自分や家族が終末期を迎えたとき、どこまでの医療を望むのか。考えておきたいと思っても、何を拠りどころに決めればよいのかが分かりにくいテーマです。日本では厚生労働省が指針をまとめており、そこには決め方の手順が書かれています。

話し合いを繰り返して決めるという原則

厚生労働省の「人生の最終段階における医療・ケアの決定プロセスに関するガイドライン」は、平成30年3月に改訂されたもので、決め方の原則をこう置いています。医療従事者から適切な情報の提供と説明がなされ、それに基づいて本人が医療・ケアチームと十分な話し合いを行い、本人による意思決定を基本としたうえで進めることが最も重要である、というものです。
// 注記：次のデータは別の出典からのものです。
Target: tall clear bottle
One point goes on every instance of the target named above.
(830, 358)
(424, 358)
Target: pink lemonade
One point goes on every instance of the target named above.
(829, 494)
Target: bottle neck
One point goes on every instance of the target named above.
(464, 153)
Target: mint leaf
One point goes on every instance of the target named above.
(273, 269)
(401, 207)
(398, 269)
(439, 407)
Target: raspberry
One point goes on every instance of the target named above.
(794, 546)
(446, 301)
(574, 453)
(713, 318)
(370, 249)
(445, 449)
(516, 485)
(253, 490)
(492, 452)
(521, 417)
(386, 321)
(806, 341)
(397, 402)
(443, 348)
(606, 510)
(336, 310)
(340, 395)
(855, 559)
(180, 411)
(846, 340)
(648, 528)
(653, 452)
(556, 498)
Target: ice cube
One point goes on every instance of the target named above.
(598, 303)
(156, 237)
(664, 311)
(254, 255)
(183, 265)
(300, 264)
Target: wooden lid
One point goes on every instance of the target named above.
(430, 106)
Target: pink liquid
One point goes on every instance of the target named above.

ここでいう医療・ケアチームは、医師だけを指しません。指針は多専門職種の医療・介護従事者から構成されるチームとしています。医療・ケア行為を始めるか、変えるか、中止するかは、そのチームが医学的妥当性と適切性を基に慎重に判断すべきものとされています。

本人の意思が確認できないときの手順

指針が丁寧に書いているのは、本人が自分の意思を伝えられなくなった場合です。場面ごとに、誰が何を基本に判断するのかが分けられています。

尊厳死は誰が決めるのか、日本では厚生労働省の指針が手順を示しています

意見がまとまらないときの受け皿も用意されています。医療・ケアチームの中で決定が難しい場合や、本人や家族等との話し合いで合意が得られない場合は、複数の専門家からなる話し合いの場を別途設置し、チーム以外の人を加えて検討と助言を行うことが必要である、と指針は定めています。

安楽死とは法律上の扱いがまったく違う

混同されやすいのが安楽死ですが、厚生労働省の指針は、生命を短縮させる意図をもつ積極的安楽死を対象としていません。刑法202条は、人を教唆し若しくは幇助して自殺させ、又は人をその嘱託を受け若しくはその承諾を得て殺した者は、六月以上七年以下の拘禁刑に処すると定めています。本人の嘱託や承諾があって殺した場合も、この条文の対象になります。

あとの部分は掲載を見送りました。